Saladin laissait quatre fils mais ce fut son frère cadet, Malik al-Adil, qui s’imposa très vite dans le clan ayyoubide et mena une politique radicalement différente, nouant parfois des alliances avec des princes francs, (on parla même d’un mariage avec une sœur de Richard II Cœur de Lion !), cherchant plus une voie de compromis que de Djihad absolu, profitant de multiples trêves pour restaurer le commerce et l’économie très affaiblis par la guerre. Son règne (jusqu’en 1217) fut l’apogée de la puissance ayyoubide. Ses fils ou ses neveux étaient à la tête de tout le Proche-Orient, de la Djezireh jusqu’au Yémen. Ses successeurs poursuivirent la politique ambiguë et habile de leur père, alternant les offensives militaires avec les traités de paix. Ce fut l’Ayyoubide Al-Malik al-Kamil qui restitua même Jérusalem à l’empereur allemand Frédéric II contre un libre accès des Musulmans à leurs lieux saints.

Le dernier grand Ayyoubide, le sultan Nejm ad-Din mit en déroute les armées commandées par Saint-Louis en 1250, à Damiette. Mais il mourut dans la bataille en laissant un fils en bas âge, dont la mère, une esclave turque, portait un nom superbe, Shajjarat-Dour (Arbre de perles). Celle-ci s’imposa comme la régente (les régences féminines furent très fréquentes chez les Ayyoubides) et tenta même de se faire reconnaître comme Sultan d’Egypte, ce qui aurait été une première inouïe dans le monde musulman. Mais si les émirs kurdes ne firent guère de difficulté, le refus vint du Calife de Bagdad, le seul habilité, hélas, à délivrer ce titre. Elle dut, pour garder son pouvoir, épouser un capitaine turc, Aybak. Mais à la suite d’une querelle de ménage, Shajjarat-Dour fit assassiner ce mari encombrant et infidèle de surcroît. Seulement les autres femmes du harem voulurent venger Aybak et la malheureuse Arbre de Perle finit assassinée à coup de socques de bois dans les bains du palais.

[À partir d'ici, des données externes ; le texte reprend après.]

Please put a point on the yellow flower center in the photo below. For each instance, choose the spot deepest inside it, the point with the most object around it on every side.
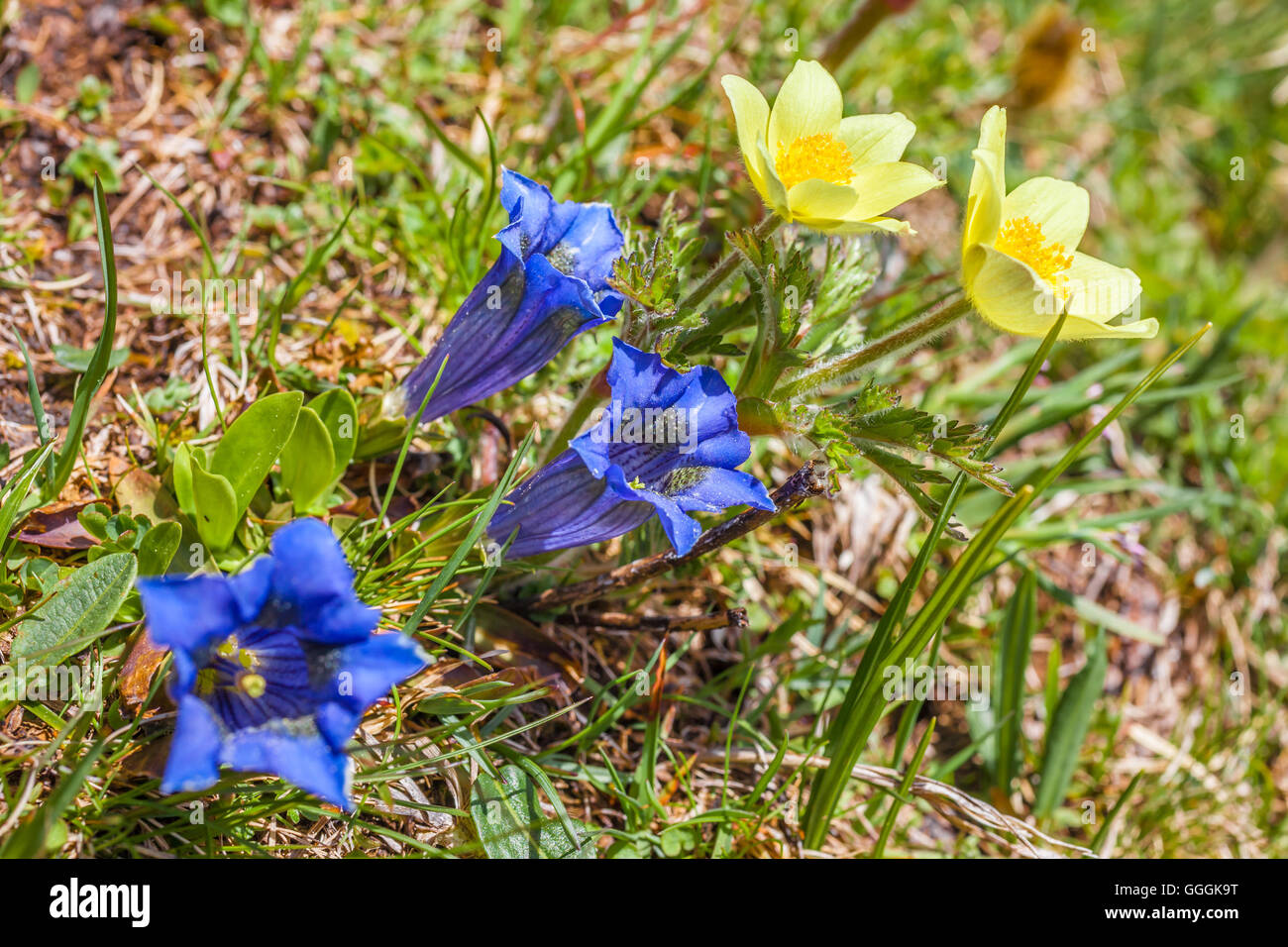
(814, 157)
(1022, 240)
(246, 681)
(253, 684)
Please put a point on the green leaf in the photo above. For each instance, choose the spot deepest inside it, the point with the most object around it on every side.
(184, 460)
(1069, 727)
(339, 412)
(215, 509)
(77, 360)
(14, 495)
(158, 549)
(1018, 625)
(27, 84)
(97, 369)
(250, 447)
(308, 460)
(77, 612)
(511, 825)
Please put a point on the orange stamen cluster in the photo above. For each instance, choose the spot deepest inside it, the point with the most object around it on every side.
(823, 158)
(1024, 240)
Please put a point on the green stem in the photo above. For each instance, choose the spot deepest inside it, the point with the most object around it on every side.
(905, 337)
(725, 268)
(574, 423)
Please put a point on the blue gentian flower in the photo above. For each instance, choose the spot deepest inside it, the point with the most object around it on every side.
(549, 285)
(273, 668)
(668, 445)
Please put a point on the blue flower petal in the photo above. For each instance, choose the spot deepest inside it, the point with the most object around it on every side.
(193, 762)
(529, 206)
(189, 612)
(583, 239)
(681, 528)
(365, 672)
(295, 751)
(713, 488)
(561, 506)
(313, 585)
(514, 322)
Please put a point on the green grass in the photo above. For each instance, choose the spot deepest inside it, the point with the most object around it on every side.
(374, 140)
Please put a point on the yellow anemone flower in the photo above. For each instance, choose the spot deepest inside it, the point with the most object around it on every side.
(818, 169)
(1020, 265)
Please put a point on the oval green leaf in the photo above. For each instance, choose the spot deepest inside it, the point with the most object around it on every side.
(76, 613)
(217, 509)
(250, 447)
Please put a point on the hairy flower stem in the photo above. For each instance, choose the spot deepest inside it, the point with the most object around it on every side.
(907, 335)
(725, 268)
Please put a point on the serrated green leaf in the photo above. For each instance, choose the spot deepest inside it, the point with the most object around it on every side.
(77, 612)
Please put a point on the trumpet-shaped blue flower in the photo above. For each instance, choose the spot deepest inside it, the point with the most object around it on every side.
(273, 668)
(549, 285)
(668, 445)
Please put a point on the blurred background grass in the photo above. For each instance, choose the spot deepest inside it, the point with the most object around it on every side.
(1172, 115)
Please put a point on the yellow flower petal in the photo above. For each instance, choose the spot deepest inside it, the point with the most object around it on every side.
(885, 185)
(1099, 290)
(751, 118)
(820, 198)
(877, 224)
(809, 103)
(1059, 206)
(876, 138)
(1006, 292)
(987, 182)
(1009, 295)
(773, 191)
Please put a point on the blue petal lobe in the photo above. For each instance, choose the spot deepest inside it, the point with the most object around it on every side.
(295, 751)
(193, 762)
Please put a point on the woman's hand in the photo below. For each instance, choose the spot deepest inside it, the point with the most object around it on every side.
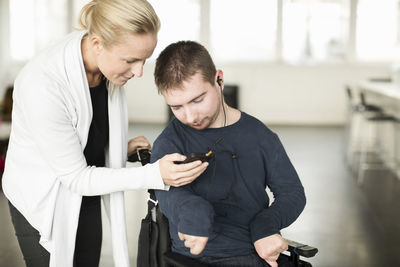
(180, 174)
(138, 143)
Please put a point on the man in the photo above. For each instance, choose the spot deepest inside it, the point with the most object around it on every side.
(224, 217)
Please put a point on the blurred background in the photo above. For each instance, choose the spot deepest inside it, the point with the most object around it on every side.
(303, 67)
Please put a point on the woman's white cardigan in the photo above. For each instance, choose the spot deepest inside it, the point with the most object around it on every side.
(46, 172)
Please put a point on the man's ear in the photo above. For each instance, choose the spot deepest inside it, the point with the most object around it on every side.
(220, 79)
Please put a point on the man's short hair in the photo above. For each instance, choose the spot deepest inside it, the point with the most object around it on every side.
(179, 61)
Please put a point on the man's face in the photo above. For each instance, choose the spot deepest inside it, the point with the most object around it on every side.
(196, 103)
(124, 60)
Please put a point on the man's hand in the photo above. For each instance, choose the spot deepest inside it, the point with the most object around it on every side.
(180, 174)
(269, 248)
(195, 243)
(136, 143)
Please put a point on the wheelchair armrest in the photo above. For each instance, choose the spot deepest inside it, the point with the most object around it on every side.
(179, 260)
(301, 249)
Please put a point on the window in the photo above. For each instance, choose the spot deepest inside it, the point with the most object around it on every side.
(377, 33)
(22, 30)
(243, 30)
(315, 30)
(35, 26)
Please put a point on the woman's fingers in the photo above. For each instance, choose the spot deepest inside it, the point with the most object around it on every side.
(180, 174)
(136, 143)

Les femmes en furie précipitèrent alors son corps du haut des remparts. Avec la mort prématurée du fils de Nejm ad-Din, ce fut la fin de la domination ayyoubide sur l’Orient, au profit des Mamelouks turcs, même si des émirats kurdes subsistèrent encore longtemps en Anatolie, en Djezireh ou en Syrie. Ainsi le grand historien Abou-l-Fida était lui-même un Ayyoubide, et gouverneur de Hama.